Now here is the shocker. All the control theory, Kalman filters, ABG filters, etc I learned on my own and it has been a continual learning process. The last thing I learned was how to find the coefficients for a Pade approximation. That was last week. No that isn't quite right. I am learning how to write a ST compiler. Learning how to learn is important because I am learning all the time.
 
Start at the beginning, no before that, over there.....

In theory, there is no difference between theory and practice, but in practice there is a difference.

I have spent a long time explaining things to college graduates. Simple things they should know or be able to figure out. I have even had some amazing arguments with Mechanical Engineers about simple mechanical systems. I am amazed how something that looks so obvious to me is just unimaginable to others.

I have also met some really talented people with and without degrees.

A degree is a way for people to gain a base exposure to knowledge and to filter out those who are too crude, or undedicated or otherwise unable to attend. College also encourages people to loose their home town dialect and conform to the corporate mold. None of this is good or bad, it just is.

What we need is a way to filter for people who are really interested and capable of performing certain jobs.

The military tests applicants based on aptitude first, and then trains the person in something the person has a natural aptitude for.

My son is going to college and has no idea what he might be good at or interested in.

People just sort of guess. Or pick a career based on demand or salary.

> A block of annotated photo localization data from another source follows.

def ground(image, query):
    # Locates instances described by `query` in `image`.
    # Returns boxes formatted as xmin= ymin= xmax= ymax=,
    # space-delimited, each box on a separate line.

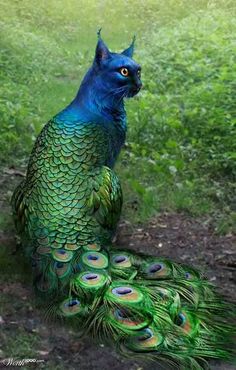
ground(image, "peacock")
xmin=12 ymin=31 xmax=235 ymax=369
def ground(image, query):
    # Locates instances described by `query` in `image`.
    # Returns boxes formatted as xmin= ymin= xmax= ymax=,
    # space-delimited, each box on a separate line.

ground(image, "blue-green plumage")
xmin=11 ymin=32 xmax=235 ymax=369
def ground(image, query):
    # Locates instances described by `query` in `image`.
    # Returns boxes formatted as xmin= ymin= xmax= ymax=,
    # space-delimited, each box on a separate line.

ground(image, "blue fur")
xmin=56 ymin=34 xmax=142 ymax=166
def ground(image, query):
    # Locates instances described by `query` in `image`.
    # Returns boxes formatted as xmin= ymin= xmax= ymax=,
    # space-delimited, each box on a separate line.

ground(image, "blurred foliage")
xmin=0 ymin=0 xmax=235 ymax=230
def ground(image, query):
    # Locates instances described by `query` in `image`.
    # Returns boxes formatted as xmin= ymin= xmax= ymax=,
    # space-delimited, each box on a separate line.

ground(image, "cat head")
xmin=92 ymin=31 xmax=142 ymax=99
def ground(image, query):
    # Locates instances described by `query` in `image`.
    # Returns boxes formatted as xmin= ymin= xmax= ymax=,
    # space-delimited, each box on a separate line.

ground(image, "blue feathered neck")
xmin=57 ymin=65 xmax=126 ymax=125
xmin=56 ymin=34 xmax=141 ymax=127
xmin=54 ymin=34 xmax=142 ymax=167
xmin=76 ymin=65 xmax=126 ymax=122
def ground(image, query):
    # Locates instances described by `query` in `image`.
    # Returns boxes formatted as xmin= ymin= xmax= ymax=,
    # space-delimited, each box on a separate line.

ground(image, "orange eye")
xmin=120 ymin=67 xmax=129 ymax=77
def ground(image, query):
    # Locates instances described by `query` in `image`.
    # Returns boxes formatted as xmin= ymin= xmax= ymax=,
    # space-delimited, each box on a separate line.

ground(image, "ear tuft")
xmin=97 ymin=28 xmax=102 ymax=39
xmin=121 ymin=35 xmax=136 ymax=58
xmin=95 ymin=31 xmax=110 ymax=64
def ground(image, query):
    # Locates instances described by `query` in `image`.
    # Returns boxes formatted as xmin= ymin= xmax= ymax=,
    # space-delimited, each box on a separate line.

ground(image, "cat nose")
xmin=135 ymin=82 xmax=142 ymax=93
xmin=138 ymin=82 xmax=143 ymax=89
xmin=136 ymin=81 xmax=142 ymax=90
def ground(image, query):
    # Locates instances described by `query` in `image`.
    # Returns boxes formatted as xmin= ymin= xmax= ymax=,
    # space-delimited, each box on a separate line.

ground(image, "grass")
xmin=0 ymin=0 xmax=235 ymax=232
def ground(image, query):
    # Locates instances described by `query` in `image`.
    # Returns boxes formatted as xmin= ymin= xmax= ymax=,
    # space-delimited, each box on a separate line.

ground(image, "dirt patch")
xmin=0 ymin=170 xmax=235 ymax=370
xmin=117 ymin=214 xmax=236 ymax=299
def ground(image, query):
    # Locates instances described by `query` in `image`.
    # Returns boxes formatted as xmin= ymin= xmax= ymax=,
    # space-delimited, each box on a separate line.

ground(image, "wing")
xmin=87 ymin=165 xmax=122 ymax=233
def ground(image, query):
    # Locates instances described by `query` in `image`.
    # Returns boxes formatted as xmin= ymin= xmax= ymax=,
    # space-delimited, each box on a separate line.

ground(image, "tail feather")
xmin=33 ymin=244 xmax=236 ymax=369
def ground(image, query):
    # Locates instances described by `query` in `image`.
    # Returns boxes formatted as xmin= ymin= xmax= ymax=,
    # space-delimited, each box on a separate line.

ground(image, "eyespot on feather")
xmin=111 ymin=253 xmax=132 ymax=268
xmin=75 ymin=271 xmax=108 ymax=290
xmin=59 ymin=298 xmax=82 ymax=316
xmin=50 ymin=261 xmax=71 ymax=278
xmin=142 ymin=260 xmax=172 ymax=279
xmin=111 ymin=308 xmax=148 ymax=330
xmin=183 ymin=268 xmax=200 ymax=281
xmin=81 ymin=251 xmax=108 ymax=269
xmin=52 ymin=249 xmax=73 ymax=262
xmin=106 ymin=283 xmax=143 ymax=304
xmin=175 ymin=310 xmax=199 ymax=336
xmin=125 ymin=327 xmax=163 ymax=351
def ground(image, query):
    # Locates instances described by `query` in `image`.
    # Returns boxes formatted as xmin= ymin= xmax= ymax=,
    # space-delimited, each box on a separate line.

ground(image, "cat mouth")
xmin=133 ymin=87 xmax=141 ymax=94
xmin=126 ymin=86 xmax=141 ymax=98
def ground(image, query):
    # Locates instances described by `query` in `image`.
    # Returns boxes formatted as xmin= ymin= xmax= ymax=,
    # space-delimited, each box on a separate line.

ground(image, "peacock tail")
xmin=11 ymin=33 xmax=235 ymax=370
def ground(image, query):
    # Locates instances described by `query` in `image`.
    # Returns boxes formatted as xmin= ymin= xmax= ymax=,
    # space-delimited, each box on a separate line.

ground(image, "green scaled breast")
xmin=12 ymin=117 xmax=122 ymax=296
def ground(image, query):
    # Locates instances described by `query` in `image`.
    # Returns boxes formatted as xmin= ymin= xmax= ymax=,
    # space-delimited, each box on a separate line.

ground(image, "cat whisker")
xmin=103 ymin=86 xmax=128 ymax=101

I can't tell someone else what they might like.

When I took the family by my work to start a test on the weekend, he was not the least bit interested in anything in the building or what I was doing.

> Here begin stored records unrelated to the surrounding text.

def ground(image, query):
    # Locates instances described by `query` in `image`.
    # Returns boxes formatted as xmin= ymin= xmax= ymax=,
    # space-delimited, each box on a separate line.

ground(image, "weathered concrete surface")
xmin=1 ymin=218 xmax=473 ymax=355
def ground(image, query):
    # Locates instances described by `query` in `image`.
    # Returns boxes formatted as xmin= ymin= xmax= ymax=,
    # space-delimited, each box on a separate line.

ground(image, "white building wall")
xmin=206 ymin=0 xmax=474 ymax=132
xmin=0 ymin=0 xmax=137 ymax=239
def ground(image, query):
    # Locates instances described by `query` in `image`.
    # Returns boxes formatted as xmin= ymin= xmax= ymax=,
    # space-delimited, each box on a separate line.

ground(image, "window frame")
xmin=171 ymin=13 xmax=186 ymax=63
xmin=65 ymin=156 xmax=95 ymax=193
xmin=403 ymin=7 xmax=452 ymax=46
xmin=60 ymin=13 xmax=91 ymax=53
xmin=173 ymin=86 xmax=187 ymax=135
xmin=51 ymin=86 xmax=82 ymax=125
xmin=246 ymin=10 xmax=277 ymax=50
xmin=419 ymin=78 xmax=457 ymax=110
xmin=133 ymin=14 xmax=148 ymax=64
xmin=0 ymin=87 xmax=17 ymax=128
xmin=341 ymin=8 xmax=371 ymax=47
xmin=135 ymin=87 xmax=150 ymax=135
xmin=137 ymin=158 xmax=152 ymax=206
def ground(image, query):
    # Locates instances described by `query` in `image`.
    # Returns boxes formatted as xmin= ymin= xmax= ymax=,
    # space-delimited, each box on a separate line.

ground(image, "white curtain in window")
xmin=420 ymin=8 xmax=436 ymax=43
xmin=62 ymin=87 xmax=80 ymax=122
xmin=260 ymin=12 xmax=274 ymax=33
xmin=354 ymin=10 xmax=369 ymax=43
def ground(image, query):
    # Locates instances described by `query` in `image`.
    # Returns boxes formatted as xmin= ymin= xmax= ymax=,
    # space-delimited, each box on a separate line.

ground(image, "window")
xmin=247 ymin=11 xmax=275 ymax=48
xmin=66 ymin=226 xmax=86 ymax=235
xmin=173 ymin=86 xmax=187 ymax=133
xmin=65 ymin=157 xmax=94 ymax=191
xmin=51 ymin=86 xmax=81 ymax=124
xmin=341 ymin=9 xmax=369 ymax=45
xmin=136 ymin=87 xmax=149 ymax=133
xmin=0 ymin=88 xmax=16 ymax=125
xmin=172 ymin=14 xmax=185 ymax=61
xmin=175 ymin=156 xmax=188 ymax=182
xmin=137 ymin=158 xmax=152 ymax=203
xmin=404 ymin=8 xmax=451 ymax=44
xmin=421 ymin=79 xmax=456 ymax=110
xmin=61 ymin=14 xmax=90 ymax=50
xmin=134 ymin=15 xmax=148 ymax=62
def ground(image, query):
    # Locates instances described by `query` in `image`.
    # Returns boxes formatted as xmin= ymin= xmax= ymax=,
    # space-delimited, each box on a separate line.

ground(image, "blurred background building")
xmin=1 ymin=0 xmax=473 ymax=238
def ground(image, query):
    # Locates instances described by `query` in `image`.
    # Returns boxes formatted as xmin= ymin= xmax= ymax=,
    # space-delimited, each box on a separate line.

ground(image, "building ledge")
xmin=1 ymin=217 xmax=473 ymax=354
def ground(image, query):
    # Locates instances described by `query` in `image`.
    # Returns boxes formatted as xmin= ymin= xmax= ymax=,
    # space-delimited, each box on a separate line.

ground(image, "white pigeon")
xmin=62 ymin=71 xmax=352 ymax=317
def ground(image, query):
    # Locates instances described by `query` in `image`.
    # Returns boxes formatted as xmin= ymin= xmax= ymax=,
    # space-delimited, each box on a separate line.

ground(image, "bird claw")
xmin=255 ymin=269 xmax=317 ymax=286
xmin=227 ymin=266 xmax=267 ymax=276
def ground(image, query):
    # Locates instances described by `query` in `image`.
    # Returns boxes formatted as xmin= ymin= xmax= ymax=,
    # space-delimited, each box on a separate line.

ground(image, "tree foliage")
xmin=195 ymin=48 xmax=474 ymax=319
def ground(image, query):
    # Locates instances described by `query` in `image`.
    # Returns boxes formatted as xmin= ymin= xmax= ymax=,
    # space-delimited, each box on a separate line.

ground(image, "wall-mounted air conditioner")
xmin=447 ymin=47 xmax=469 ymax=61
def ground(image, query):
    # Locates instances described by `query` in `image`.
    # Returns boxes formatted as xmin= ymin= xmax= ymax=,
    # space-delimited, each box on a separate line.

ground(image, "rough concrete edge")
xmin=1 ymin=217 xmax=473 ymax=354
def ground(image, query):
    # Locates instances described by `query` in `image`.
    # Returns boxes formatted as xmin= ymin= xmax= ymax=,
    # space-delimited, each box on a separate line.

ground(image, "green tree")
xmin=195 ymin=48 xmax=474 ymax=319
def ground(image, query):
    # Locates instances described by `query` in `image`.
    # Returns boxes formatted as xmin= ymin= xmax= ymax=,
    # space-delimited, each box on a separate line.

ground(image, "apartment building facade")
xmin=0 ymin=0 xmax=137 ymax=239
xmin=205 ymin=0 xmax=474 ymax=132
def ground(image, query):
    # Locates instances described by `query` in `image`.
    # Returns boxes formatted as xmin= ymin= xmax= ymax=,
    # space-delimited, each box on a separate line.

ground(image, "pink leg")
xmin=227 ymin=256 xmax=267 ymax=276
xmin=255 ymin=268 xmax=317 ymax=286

If I were in his place I would have had a million questions and wanted to stay there all day.

This leads me to believe he may not have the same level of interest in machines that I do.

He may or may not be happy as an engineer. Nobody knows yet.

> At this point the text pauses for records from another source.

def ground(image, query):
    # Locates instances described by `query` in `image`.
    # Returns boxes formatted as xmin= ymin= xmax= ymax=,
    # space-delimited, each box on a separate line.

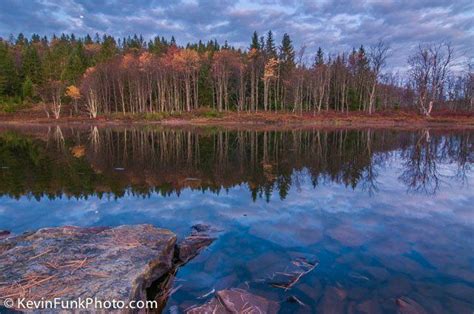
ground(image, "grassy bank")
xmin=0 ymin=105 xmax=473 ymax=128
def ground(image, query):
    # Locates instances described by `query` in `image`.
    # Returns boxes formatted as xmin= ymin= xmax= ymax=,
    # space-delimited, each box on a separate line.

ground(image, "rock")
xmin=187 ymin=289 xmax=280 ymax=313
xmin=347 ymin=286 xmax=370 ymax=300
xmin=0 ymin=225 xmax=176 ymax=311
xmin=316 ymin=286 xmax=347 ymax=314
xmin=444 ymin=297 xmax=473 ymax=314
xmin=0 ymin=230 xmax=10 ymax=240
xmin=379 ymin=277 xmax=413 ymax=298
xmin=177 ymin=224 xmax=217 ymax=264
xmin=297 ymin=281 xmax=322 ymax=300
xmin=444 ymin=282 xmax=474 ymax=302
xmin=191 ymin=224 xmax=217 ymax=234
xmin=396 ymin=296 xmax=428 ymax=314
xmin=356 ymin=299 xmax=382 ymax=314
xmin=359 ymin=265 xmax=390 ymax=281
xmin=269 ymin=256 xmax=318 ymax=290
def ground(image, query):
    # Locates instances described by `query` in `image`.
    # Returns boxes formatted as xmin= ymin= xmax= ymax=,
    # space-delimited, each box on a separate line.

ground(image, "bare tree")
xmin=368 ymin=40 xmax=390 ymax=114
xmin=38 ymin=80 xmax=64 ymax=119
xmin=408 ymin=43 xmax=453 ymax=116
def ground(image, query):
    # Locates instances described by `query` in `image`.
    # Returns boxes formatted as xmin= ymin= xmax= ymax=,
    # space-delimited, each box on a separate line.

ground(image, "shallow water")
xmin=0 ymin=126 xmax=473 ymax=313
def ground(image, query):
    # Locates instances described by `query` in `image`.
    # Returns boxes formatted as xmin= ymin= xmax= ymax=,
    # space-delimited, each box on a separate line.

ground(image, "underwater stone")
xmin=187 ymin=288 xmax=280 ymax=314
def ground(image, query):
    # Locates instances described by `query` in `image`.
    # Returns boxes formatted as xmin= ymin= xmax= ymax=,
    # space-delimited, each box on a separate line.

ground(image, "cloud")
xmin=0 ymin=0 xmax=472 ymax=69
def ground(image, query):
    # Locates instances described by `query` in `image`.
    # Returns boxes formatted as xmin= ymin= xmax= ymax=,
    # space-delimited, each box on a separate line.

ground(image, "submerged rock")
xmin=396 ymin=296 xmax=428 ymax=314
xmin=0 ymin=230 xmax=10 ymax=240
xmin=187 ymin=288 xmax=280 ymax=314
xmin=268 ymin=256 xmax=318 ymax=290
xmin=316 ymin=286 xmax=347 ymax=314
xmin=0 ymin=224 xmax=215 ymax=312
xmin=177 ymin=224 xmax=218 ymax=264
xmin=354 ymin=298 xmax=383 ymax=314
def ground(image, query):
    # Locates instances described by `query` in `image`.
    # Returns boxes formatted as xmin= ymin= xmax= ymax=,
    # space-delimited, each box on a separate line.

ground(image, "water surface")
xmin=0 ymin=126 xmax=473 ymax=313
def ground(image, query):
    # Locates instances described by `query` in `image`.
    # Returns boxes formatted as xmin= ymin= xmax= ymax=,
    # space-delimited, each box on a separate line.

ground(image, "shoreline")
xmin=1 ymin=110 xmax=473 ymax=130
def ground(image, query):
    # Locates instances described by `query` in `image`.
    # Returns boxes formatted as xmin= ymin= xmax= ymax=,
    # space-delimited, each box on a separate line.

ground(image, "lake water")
xmin=0 ymin=125 xmax=473 ymax=313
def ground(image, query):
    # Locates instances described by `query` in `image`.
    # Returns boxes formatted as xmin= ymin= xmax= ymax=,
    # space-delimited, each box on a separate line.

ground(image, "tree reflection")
xmin=399 ymin=129 xmax=472 ymax=194
xmin=0 ymin=127 xmax=471 ymax=200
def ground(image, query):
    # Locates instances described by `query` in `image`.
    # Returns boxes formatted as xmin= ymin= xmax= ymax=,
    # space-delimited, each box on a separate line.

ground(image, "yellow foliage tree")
xmin=66 ymin=85 xmax=81 ymax=114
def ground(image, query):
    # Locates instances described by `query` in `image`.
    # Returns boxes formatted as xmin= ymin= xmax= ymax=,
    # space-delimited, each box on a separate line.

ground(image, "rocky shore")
xmin=0 ymin=224 xmax=216 ymax=312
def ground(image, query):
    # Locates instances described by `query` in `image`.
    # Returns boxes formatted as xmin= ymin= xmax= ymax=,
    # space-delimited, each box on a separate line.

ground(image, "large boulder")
xmin=0 ymin=225 xmax=177 ymax=311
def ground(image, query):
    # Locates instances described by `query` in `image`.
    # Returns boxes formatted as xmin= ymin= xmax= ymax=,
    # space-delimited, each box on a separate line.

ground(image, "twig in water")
xmin=198 ymin=288 xmax=215 ymax=299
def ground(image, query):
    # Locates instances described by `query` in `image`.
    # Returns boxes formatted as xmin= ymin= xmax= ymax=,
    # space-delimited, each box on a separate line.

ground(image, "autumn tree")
xmin=212 ymin=49 xmax=240 ymax=111
xmin=80 ymin=67 xmax=100 ymax=118
xmin=174 ymin=49 xmax=200 ymax=111
xmin=263 ymin=57 xmax=278 ymax=111
xmin=2 ymin=32 xmax=463 ymax=116
xmin=66 ymin=85 xmax=81 ymax=114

And this is the main issue facing people starting out.

I was tested constantly from age 10 up, so I knew exactly what my strengths were. It was all documented. But no one helped me turn all that data into a career path until the military tests put my aptitude in clear numbers.

Suddenly it was so simple and obvious.

I knew what I liked to do, based only on what I had already done at that time. I didn't even know PLCs existed and I didn't have a PC until I was 23. I had no idea I would like programming anything. (nobody had a PC in the 80's)

I have always been a big advocate of vocational school in High School. Not to teach a trade, but to discover a trade or reveal an aptitude.

If I had been around robots and machine controls for a day or two it would have been obvious and I would have picked a different path.

All it takes is a couple weeks in each area to see where a persons interest is.

Then follow up on that direction the next year.

Seems so obvious to me. You need to pick a direction or general destination before you decide where to start.

Have you ever programmed a machine before you knew what it was supposed to do?
 
The other part of this learning thing is at what level or age do we learn what? I guess what I mean is that college should not need to teach what should have been taught and learned (there is a difference here too) at the high school level, etc.
Learning how to learn needs to be taught at a much earlier point. This should be done from day one by parents but sadly many of them do not know how either or even sadder don't care.
The older I get the more I worry about the up-coming generations.